As expected, the null hypothesis is rejected in both directions at the pre-determined significance level, and hence we detect directional coupling in both directions.

Non-coupled logistic maps

What happens in the example above if there is no coupling?

sys = system(Logistic2Bidir(c_xy = 0.00, c_yx = 0.0))
x, y = columns(first(trajectory(sys, 1000, Ttr = 10000)));
rxy = independence(test, x, y)
ryx = independence(test, y, x)
pvalue(rxy), pvalue(ryx)
(0.0686678284769523, 0.10720581302326959)

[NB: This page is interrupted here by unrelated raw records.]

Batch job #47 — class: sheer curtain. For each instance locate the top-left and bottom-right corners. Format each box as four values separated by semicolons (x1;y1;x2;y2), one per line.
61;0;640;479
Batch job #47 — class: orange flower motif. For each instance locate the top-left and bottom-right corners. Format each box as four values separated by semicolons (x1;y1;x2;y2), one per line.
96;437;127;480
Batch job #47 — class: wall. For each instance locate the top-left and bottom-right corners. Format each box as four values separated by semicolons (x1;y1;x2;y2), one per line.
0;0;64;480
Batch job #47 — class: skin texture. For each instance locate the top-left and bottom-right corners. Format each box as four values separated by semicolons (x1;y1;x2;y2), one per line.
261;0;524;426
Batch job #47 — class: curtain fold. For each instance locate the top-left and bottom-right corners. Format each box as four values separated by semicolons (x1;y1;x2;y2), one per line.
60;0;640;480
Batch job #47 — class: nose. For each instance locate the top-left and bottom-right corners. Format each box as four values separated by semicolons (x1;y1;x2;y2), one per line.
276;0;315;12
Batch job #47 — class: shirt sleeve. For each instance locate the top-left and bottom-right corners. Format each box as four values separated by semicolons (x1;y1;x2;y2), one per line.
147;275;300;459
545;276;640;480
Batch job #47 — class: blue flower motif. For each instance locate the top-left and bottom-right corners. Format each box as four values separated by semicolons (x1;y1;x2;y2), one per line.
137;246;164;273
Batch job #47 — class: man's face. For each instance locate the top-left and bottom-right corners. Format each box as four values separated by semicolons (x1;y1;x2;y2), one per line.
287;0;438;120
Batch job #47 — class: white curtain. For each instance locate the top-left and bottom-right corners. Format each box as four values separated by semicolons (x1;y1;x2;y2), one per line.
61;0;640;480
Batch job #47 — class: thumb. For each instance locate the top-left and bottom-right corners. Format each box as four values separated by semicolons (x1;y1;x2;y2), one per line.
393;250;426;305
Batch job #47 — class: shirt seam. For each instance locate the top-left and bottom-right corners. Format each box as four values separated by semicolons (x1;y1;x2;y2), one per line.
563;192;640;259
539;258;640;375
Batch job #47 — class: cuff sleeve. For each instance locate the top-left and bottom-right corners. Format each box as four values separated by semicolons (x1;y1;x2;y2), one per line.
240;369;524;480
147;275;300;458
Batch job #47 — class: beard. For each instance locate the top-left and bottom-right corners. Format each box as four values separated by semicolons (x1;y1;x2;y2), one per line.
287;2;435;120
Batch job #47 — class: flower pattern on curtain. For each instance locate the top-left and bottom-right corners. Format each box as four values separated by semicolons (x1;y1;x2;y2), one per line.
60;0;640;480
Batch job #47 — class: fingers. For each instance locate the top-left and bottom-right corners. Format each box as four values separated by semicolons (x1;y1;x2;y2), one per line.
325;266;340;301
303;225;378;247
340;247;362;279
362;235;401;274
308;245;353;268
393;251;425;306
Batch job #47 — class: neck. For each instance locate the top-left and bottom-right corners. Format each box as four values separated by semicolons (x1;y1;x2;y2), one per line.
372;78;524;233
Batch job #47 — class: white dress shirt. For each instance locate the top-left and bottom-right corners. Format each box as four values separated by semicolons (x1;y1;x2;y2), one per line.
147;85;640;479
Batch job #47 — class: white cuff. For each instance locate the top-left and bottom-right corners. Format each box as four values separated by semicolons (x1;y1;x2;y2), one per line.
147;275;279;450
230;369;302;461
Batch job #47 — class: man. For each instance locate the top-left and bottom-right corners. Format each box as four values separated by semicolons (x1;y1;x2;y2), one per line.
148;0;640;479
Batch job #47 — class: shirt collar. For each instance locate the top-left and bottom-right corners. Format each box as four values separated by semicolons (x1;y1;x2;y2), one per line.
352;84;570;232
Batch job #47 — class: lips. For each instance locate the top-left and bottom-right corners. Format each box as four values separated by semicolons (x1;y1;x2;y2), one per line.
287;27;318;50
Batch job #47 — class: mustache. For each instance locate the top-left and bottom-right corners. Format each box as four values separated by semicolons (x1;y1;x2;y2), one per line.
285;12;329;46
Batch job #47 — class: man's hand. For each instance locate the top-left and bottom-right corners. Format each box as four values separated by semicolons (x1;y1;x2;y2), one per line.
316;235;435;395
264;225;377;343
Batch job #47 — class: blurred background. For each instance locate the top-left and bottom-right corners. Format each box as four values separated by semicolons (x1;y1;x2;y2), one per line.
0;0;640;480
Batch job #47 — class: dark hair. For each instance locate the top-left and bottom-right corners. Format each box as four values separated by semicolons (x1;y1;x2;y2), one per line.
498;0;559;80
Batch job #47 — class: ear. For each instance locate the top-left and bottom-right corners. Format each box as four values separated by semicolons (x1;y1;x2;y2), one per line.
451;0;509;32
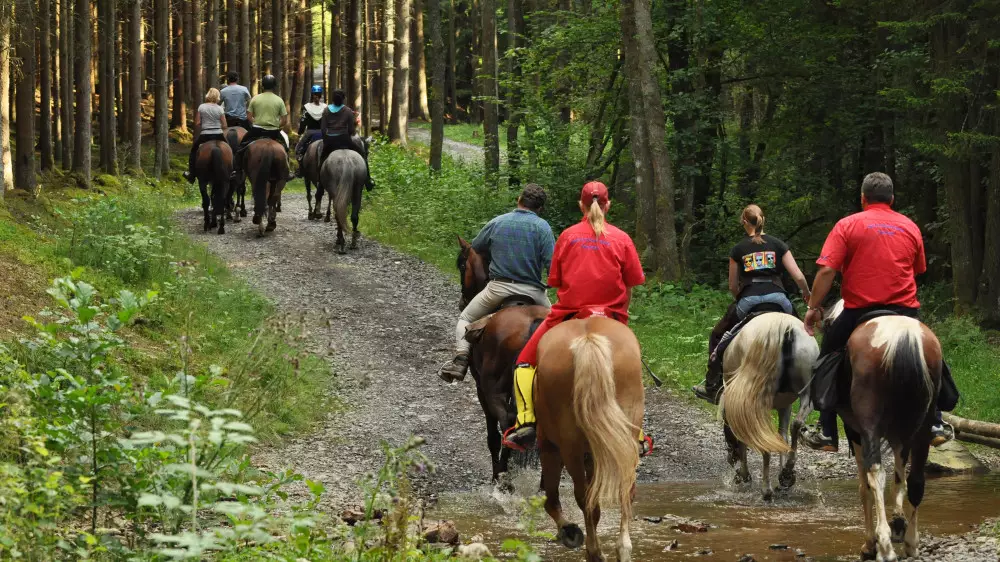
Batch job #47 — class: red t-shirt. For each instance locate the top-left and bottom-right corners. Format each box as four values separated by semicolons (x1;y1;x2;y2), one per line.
549;220;646;321
816;203;927;308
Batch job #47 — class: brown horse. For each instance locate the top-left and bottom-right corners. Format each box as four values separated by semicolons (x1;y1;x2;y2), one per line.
456;238;549;489
246;138;288;236
535;317;645;562
828;303;942;562
226;127;247;222
302;140;332;222
194;140;233;234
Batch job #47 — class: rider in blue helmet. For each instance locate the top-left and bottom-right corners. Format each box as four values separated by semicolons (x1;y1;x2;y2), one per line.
295;84;326;173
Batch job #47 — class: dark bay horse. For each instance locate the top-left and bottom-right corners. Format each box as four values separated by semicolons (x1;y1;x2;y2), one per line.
316;150;368;254
226;127;247;222
535;316;645;562
246;138;288;236
719;312;819;501
827;301;942;562
456;238;549;488
194;140;233;234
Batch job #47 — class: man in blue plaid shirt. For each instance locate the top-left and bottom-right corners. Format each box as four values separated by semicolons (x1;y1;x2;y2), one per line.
439;183;556;383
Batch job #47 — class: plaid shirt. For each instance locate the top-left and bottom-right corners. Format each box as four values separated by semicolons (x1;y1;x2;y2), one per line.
472;209;556;289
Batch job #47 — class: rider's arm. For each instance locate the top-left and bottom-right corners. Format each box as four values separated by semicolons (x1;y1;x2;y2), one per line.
729;258;740;299
781;250;810;302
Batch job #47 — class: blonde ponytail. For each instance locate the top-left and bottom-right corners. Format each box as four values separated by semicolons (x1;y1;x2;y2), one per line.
587;197;606;238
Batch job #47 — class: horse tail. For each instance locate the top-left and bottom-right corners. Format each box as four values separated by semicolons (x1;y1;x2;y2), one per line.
871;316;937;443
570;332;639;519
719;314;798;453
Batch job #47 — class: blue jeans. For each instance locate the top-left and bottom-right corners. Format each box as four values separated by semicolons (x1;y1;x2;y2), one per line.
736;293;794;320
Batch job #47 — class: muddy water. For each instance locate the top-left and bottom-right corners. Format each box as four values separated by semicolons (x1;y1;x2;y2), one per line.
431;475;1000;561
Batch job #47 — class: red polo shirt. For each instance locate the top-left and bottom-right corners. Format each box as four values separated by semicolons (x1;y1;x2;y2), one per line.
549;220;646;321
816;203;927;308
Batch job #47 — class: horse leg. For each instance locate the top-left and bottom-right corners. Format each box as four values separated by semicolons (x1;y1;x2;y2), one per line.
854;445;876;560
889;447;910;542
764;453;774;502
539;445;583;548
903;440;930;558
861;432;896;562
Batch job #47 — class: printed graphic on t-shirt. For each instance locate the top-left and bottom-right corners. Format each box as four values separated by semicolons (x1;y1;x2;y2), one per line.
743;250;775;272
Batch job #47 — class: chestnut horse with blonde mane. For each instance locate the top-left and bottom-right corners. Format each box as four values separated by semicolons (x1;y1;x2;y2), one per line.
535;316;645;562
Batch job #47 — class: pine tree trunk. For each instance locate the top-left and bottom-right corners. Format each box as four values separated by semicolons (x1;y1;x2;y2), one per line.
59;0;75;170
98;0;118;175
427;0;447;170
480;0;500;182
40;0;52;171
73;0;93;184
389;0;411;142
203;0;220;86
0;2;14;196
153;0;168;178
411;0;431;120
125;0;143;174
14;0;37;193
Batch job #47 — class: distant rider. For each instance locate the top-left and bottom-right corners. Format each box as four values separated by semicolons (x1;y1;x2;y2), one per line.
691;205;809;404
803;172;954;451
439;183;555;382
504;181;646;450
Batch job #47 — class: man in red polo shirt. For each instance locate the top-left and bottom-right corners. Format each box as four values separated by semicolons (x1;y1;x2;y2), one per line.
803;172;953;451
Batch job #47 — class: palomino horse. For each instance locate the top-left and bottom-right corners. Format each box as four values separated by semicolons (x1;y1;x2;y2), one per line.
194;140;233;234
226;127;247;222
302;140;330;222
457;238;549;487
719;312;819;501
316;150;368;254
827;301;942;562
535;316;645;562
246;138;288;236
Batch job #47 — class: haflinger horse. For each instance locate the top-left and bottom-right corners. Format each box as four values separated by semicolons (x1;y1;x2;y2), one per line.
825;301;942;562
535;316;645;562
719;312;819;501
194;140;233;234
226;127;247;222
245;138;288;236
302;140;332;222
457;237;549;491
316;144;368;254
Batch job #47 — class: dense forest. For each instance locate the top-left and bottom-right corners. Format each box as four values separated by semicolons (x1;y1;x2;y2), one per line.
0;0;1000;325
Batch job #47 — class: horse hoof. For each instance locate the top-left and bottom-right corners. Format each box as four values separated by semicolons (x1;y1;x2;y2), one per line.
557;523;583;548
889;515;906;543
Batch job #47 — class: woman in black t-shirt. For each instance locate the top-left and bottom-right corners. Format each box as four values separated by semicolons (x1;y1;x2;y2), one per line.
692;205;809;404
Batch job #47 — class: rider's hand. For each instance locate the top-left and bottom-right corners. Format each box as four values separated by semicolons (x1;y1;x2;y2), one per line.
805;308;823;336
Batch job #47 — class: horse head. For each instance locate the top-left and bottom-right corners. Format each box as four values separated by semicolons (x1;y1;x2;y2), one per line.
455;236;490;310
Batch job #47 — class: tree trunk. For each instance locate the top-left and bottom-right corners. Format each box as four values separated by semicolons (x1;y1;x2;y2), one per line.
410;0;431;120
203;0;220;86
389;0;410;146
14;0;36;193
0;2;14;196
60;0;76;170
479;0;500;182
73;0;93;184
153;0;168;178
40;0;52;171
125;0;143;174
427;0;447;171
98;0;118;175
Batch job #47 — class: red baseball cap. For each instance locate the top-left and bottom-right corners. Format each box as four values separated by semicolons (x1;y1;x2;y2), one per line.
580;181;608;207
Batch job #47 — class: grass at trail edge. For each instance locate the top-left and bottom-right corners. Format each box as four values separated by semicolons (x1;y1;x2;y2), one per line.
359;141;1000;422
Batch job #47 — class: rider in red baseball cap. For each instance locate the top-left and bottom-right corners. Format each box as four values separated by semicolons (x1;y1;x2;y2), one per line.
504;181;646;450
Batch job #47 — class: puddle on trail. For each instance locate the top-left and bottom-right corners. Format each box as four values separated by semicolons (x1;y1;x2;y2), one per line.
429;474;1000;562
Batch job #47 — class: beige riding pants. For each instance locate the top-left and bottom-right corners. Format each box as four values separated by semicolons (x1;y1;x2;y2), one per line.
455;281;552;355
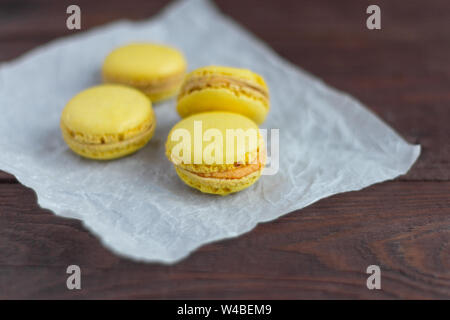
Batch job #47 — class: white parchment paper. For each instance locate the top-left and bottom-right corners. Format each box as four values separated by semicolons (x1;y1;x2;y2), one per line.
0;0;420;263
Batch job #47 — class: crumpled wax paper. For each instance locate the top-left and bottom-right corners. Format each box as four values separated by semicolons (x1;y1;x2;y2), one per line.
0;0;420;263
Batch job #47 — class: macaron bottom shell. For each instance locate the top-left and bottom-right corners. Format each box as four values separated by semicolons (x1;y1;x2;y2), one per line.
61;120;156;160
175;167;262;196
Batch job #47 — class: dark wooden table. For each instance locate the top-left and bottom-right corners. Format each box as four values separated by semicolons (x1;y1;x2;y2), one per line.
0;0;450;299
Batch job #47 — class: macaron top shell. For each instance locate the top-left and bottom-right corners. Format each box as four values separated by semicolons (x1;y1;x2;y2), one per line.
186;66;268;90
61;84;154;140
166;111;262;172
103;43;186;81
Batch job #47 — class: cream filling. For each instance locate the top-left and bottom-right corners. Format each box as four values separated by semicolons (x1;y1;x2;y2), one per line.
179;76;269;100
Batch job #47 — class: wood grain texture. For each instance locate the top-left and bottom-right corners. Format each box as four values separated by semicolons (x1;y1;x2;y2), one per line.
0;181;450;299
0;0;450;299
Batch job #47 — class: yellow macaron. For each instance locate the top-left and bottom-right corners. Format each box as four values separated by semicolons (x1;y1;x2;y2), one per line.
166;111;266;195
60;84;156;160
177;66;270;124
102;43;186;102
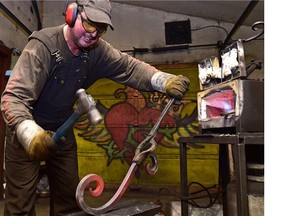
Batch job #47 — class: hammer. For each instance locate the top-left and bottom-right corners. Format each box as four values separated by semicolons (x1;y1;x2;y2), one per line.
52;89;102;142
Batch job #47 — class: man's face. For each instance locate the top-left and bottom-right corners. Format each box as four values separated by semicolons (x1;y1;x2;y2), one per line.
72;10;108;48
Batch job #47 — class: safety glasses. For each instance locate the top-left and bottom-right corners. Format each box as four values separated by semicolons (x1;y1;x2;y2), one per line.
80;12;107;37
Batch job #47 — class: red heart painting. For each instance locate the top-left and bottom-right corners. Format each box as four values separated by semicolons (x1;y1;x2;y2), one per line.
105;103;176;164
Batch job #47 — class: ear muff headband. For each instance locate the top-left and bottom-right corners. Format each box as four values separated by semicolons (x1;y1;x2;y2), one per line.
65;2;78;27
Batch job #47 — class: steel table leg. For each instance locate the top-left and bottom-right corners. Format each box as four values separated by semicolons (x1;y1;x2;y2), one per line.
180;143;188;216
233;143;249;216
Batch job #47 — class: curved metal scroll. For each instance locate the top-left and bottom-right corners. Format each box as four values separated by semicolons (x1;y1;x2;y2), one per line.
76;99;174;215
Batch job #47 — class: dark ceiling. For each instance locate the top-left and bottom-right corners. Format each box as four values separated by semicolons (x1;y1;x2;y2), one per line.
111;0;264;26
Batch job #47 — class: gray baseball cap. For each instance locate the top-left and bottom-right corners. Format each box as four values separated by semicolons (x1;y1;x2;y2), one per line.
77;0;114;30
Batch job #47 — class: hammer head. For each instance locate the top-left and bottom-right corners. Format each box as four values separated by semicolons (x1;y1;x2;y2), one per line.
76;89;102;125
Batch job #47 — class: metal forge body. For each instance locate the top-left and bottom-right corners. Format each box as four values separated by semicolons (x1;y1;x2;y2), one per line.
178;40;264;216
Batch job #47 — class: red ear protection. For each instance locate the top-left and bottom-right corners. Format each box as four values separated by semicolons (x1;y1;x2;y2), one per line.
65;2;78;27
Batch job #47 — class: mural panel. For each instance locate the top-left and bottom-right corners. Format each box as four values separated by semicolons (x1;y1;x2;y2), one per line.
74;64;218;186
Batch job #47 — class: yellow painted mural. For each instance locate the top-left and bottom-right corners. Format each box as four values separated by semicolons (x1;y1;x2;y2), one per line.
74;64;218;187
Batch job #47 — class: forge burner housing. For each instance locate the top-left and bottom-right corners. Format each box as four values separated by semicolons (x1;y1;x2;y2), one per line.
197;79;264;133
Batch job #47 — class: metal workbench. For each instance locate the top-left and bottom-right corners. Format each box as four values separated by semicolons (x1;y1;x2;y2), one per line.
178;133;264;216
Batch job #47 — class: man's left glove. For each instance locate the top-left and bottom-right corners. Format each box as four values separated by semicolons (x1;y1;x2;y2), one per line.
16;120;57;161
151;71;190;100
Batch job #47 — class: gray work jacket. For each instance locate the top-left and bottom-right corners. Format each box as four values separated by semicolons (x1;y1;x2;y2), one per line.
1;25;157;131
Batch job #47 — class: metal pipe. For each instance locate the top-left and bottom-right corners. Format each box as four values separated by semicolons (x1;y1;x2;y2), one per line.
31;0;42;30
223;0;259;46
0;2;32;35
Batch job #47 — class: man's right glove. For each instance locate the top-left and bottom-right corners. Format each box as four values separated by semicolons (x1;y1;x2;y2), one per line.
16;120;57;161
151;71;190;101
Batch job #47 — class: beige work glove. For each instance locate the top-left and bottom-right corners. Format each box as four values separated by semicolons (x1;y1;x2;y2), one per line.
16;120;57;161
151;71;190;101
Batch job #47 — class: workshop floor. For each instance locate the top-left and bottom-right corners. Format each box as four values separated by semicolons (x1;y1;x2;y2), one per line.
0;185;223;216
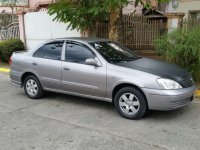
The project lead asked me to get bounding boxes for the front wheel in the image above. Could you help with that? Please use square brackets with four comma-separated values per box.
[114, 87, 147, 120]
[24, 75, 44, 99]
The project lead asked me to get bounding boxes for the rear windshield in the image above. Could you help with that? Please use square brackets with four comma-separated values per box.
[90, 41, 139, 63]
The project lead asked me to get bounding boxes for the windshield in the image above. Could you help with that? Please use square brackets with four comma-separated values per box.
[90, 41, 140, 63]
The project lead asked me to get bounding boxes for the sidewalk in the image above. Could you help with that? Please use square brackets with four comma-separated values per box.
[0, 64, 200, 99]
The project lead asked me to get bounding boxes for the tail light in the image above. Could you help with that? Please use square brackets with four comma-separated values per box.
[9, 57, 12, 65]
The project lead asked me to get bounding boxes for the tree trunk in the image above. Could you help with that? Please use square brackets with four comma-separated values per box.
[109, 8, 121, 41]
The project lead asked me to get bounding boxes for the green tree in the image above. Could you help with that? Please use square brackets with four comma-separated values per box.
[48, 0, 167, 40]
[0, 0, 19, 21]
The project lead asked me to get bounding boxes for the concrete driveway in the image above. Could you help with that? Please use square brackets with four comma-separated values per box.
[0, 73, 200, 150]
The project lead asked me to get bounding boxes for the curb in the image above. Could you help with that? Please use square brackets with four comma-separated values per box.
[0, 68, 200, 98]
[0, 68, 10, 73]
[195, 90, 200, 98]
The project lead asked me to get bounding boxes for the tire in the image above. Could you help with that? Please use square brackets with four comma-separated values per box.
[114, 87, 147, 120]
[24, 75, 44, 99]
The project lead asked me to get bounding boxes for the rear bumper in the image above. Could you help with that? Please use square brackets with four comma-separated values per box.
[142, 85, 196, 110]
[10, 71, 21, 87]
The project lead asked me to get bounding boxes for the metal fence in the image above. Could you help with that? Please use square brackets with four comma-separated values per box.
[0, 22, 20, 41]
[95, 15, 167, 50]
[180, 19, 200, 30]
[0, 14, 20, 41]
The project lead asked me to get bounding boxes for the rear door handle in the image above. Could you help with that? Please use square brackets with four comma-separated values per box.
[32, 63, 37, 66]
[63, 67, 70, 70]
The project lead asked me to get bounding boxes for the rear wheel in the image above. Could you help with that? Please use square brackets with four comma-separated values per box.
[114, 87, 147, 119]
[24, 75, 44, 99]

At significance level 0.99, we can't reject the null in either direction, hence there's not enough evidence in the data to suggest directional coupling.

SurrogateAssociationTest

Chatterjee correlation

using Associations
using Random; rng = Xoshiro(1234)
n = 1000
x, y = rand(1:50, n), rand(1:50, n)
test = SurrogateAssociationTest(ChatterjeeCorrelation(), nshuffles = 19)
independence(test, x, y)
`SurrogateAssociationTest` independence test
---------------------------------------------------------------------
H₀: "The variables are independent"
Hₐ: "The variables are dependent"
---------------------------------------------------------------------
Estimated: 0.021078956684557504
Ensemble quantiles (19 permutations):
    (99.9%): 0.026352104269524005
    (99%):   0.025468837743600887
    (95%):   0.021543208739498193
p-value:   0.05263157894736842
α = 0.05:  ✖ Independence cannot be rejected
α = 0.01:  ✖ Independence cannot be rejected
α = 0.001: ✖ Independence cannot be rejected

As expected, the test indicates that we can't reject independence. What happens if we introduce a third variable that depends on y?

z = rand(1:20, n) .* y
independence(test, y, z)
`SurrogateAssociationTest` independence test
---------------------------------------------------------------------
H₀: "The variables are independent"
Hₐ: "The variables are dependent"
---------------------------------------------------------------------
Estimated: 0.32071924627680715
Ensemble quantiles (19 permutations):
    (99.9%): 0.03836686130571781
    (99%):   0.03833620215396191
    (95%):   0.038199939257269
p-value:   0.0
α = 0.05:  ✓ Evidence favors dependence
α = 0.01:  ✓ Evidence favors dependence
α = 0.001: ✓ Evidence favors dependence

The test clearly picks up on the functional dependence.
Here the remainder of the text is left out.